Ten year-old Patrick Beni was home that fatal Wednesday morning. Like other children of his age, he did not go to school due to the inclement weather, with non-stop rain almost all weekend. His mother was asleep in her bedroom of the rented home on the foothills of the Koa Hill settlement, inhabited by largely Malaitan workers. For her mother, it was a perfect weather to snuggle way under a warm blanket while the kids were left to their own devices.
Being the eldest, Patrick was up to his duties. As he peered out the window he could see the Mataniko River had burst its banks and floodwaters were beginning to rise faster than he had previously witnessed in a series of floodings over the previous 12 months. He went to his mother’s bedroom and raised the alarm “I rushed in to wake Mum who was sleeping in her room and told her we must escape because the floods are coming. But Mum responded the water won’t reach our house. I insisted she get up to see for herself,” young Patrick told a local newspaper.

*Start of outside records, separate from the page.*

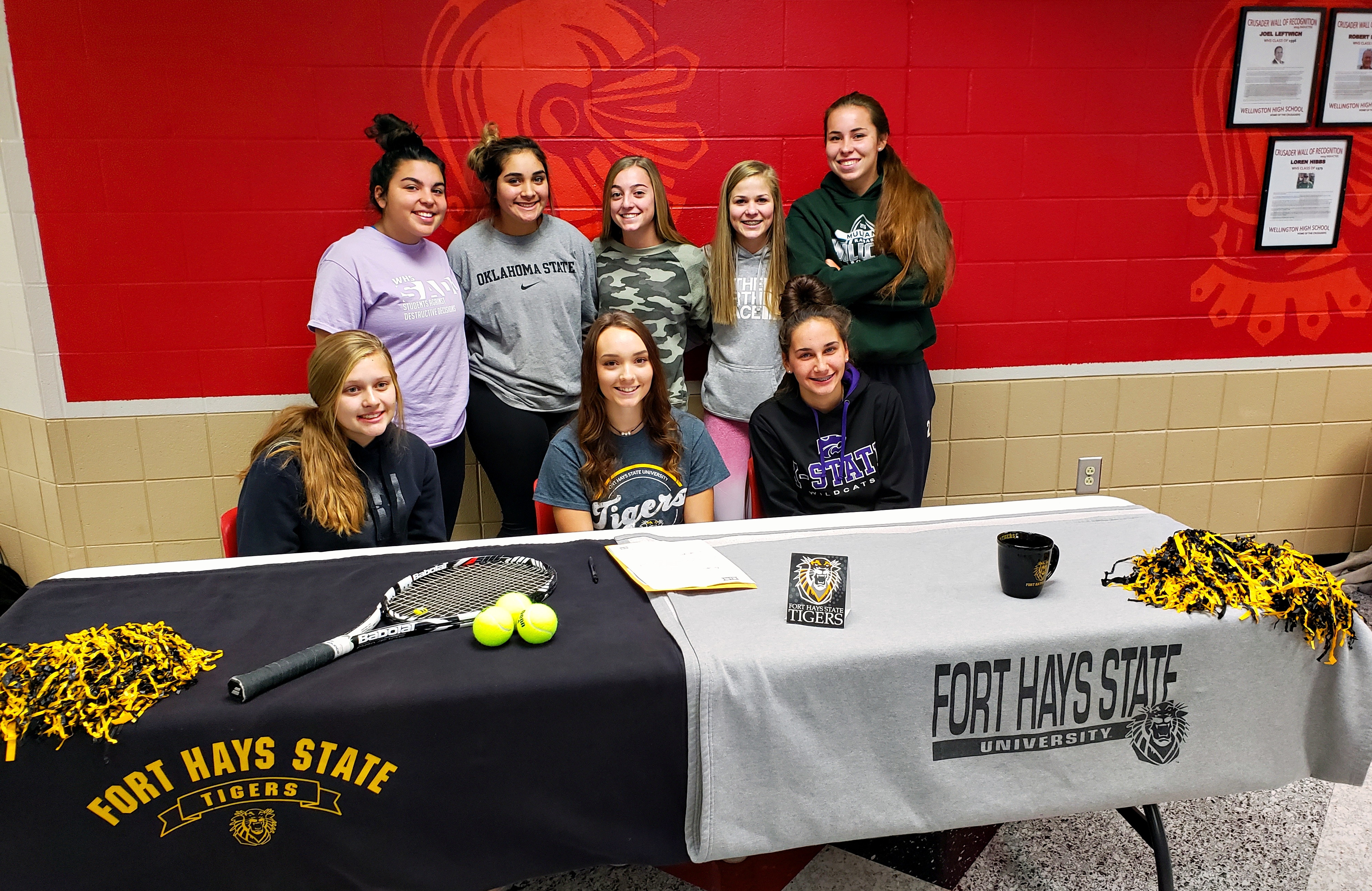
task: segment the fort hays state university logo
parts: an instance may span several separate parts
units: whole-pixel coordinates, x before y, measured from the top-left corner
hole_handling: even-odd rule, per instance
[[[803,557],[796,565],[796,589],[815,606],[829,603],[842,580],[842,566],[827,557]]]
[[[266,844],[276,832],[276,811],[270,807],[235,810],[229,817],[229,833],[239,844]]]
[[[842,628],[848,618],[848,558],[792,554],[786,622]]]
[[[1163,700],[1133,716],[1126,733],[1139,761],[1161,765],[1177,759],[1187,729],[1187,707]]]

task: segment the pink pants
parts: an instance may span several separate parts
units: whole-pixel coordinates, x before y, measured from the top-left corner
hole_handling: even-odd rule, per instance
[[[715,487],[715,520],[742,520],[748,492],[748,422],[705,413],[705,432],[724,459],[729,478]]]

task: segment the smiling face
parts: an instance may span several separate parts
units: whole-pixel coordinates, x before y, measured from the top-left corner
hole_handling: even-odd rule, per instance
[[[609,217],[623,233],[622,241],[631,248],[650,248],[661,244],[657,237],[657,203],[653,181],[642,167],[624,167],[609,186]]]
[[[767,244],[775,212],[771,186],[763,177],[748,177],[729,193],[729,225],[734,229],[734,240],[749,254]]]
[[[825,154],[829,169],[853,195],[863,195],[877,181],[877,158],[886,137],[877,133],[871,112],[862,106],[840,106],[825,122]]]
[[[790,348],[781,362],[796,376],[800,398],[807,406],[829,411],[842,402],[848,345],[829,319],[812,318],[801,322],[792,332]]]
[[[386,193],[376,186],[375,197],[381,208],[377,230],[406,244],[434,234],[447,214],[443,171],[429,160],[402,160]]]
[[[620,430],[637,426],[653,382],[653,363],[642,339],[627,328],[606,328],[595,343],[595,370],[611,424]],[[639,418],[626,425],[634,410]]]
[[[501,208],[501,232],[528,234],[547,208],[547,170],[534,152],[514,152],[505,159],[495,181],[495,204]]]
[[[358,446],[369,444],[386,430],[395,417],[395,380],[386,356],[373,352],[353,366],[333,403],[333,415],[343,436]]]

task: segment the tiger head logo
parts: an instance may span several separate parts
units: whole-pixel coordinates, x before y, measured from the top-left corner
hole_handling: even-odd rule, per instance
[[[1161,765],[1177,759],[1188,729],[1187,707],[1179,702],[1163,700],[1129,718],[1126,732],[1139,761]]]
[[[229,835],[237,839],[239,844],[266,844],[274,832],[276,811],[270,807],[235,810],[229,817]]]
[[[841,580],[838,565],[823,557],[804,557],[796,566],[796,588],[815,606],[826,603]]]

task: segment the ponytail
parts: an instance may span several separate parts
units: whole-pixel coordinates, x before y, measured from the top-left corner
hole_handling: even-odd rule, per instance
[[[871,249],[873,254],[889,254],[900,260],[900,271],[877,293],[893,299],[910,274],[910,267],[919,266],[927,277],[922,303],[929,306],[952,281],[952,230],[948,229],[933,191],[915,180],[896,155],[896,148],[890,144],[890,122],[881,103],[866,93],[841,96],[825,111],[825,127],[829,126],[829,115],[845,106],[866,108],[877,136],[886,140],[886,148],[881,149],[879,156],[882,185]]]
[[[538,141],[527,136],[501,137],[501,129],[494,121],[487,121],[482,127],[482,138],[466,152],[466,166],[476,174],[482,188],[486,189],[486,199],[493,217],[501,215],[499,202],[495,199],[495,184],[505,169],[505,160],[519,152],[531,152],[543,164],[543,174],[547,175],[547,207],[553,206],[553,177],[547,169],[547,155],[543,154]]]
[[[873,254],[890,254],[900,260],[900,271],[877,293],[895,297],[912,265],[927,276],[923,304],[933,303],[952,277],[952,232],[933,191],[919,182],[901,163],[890,143],[881,151],[885,177],[877,203],[877,236]]]
[[[386,195],[387,189],[391,188],[391,177],[395,175],[395,169],[401,166],[402,160],[427,160],[438,166],[439,173],[445,177],[447,175],[443,159],[424,144],[424,140],[414,130],[414,125],[409,121],[401,121],[391,114],[380,114],[372,118],[372,126],[366,127],[364,133],[366,138],[375,140],[381,147],[381,156],[372,164],[372,178],[368,188],[368,200],[377,214],[381,212],[381,204],[376,200],[376,189],[380,188],[381,195]]]
[[[781,292],[781,328],[777,330],[777,341],[783,356],[790,355],[790,339],[796,329],[805,322],[822,318],[834,326],[838,339],[848,347],[848,329],[852,328],[853,314],[847,307],[834,304],[834,292],[829,285],[815,276],[796,276],[786,282]],[[782,387],[792,384],[794,378],[782,378]]]

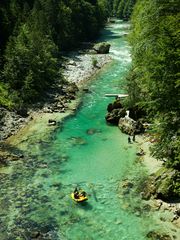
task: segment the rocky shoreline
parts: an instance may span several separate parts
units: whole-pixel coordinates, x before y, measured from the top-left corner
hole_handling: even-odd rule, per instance
[[[46,127],[53,121],[56,125],[64,117],[72,114],[79,104],[80,93],[78,92],[82,94],[88,91],[85,88],[87,80],[111,61],[108,54],[96,54],[92,48],[70,52],[63,58],[62,70],[65,81],[63,84],[57,82],[53,89],[47,92],[45,101],[32,105],[28,110],[22,109],[18,112],[0,108],[0,162],[2,165],[10,159],[9,152],[4,149],[4,143],[17,143],[19,136],[28,132],[28,128],[34,124],[38,123]],[[51,131],[51,129],[52,126],[48,130]]]
[[[127,134],[129,145],[136,145],[136,161],[140,166],[145,167],[149,175],[143,183],[141,181],[139,183],[139,180],[136,179],[124,179],[120,183],[120,195],[133,198],[134,189],[134,192],[138,193],[142,199],[144,207],[159,215],[159,225],[167,226],[164,229],[165,234],[151,231],[147,235],[148,238],[153,240],[178,239],[180,235],[180,202],[178,199],[171,200],[175,197],[170,191],[173,182],[171,178],[176,179],[178,172],[165,168],[162,161],[158,161],[151,155],[150,149],[157,140],[156,135],[148,131],[151,124],[145,122],[145,115],[141,109],[125,109],[122,99],[118,97],[107,106],[105,119],[108,124],[118,126],[121,132]],[[140,206],[138,211],[134,209],[135,214],[140,215],[144,207]]]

By then it was far too late. Their house was surrounded by fast flowing currents. The first victim was his younger brother named Junior. He was crushed to death by a falling sago palm tree adjacent to the house. His mother grabbed Patrick’s 18-month-old sister Salome and caught hold of one of the sago palm trees as it swept past their house, which quickly followed. Patrick and his other brother, Francis, 7, held on to the second sago palm tree. “When we came to the old Mataniko Bridge, I told my brother Francis to keep close to me as we squeezed our way through the debris blocking the bridge. We managed to get through under the bridge and on the other side,” he said. At that point he had lost sight of his mother and baby Salome.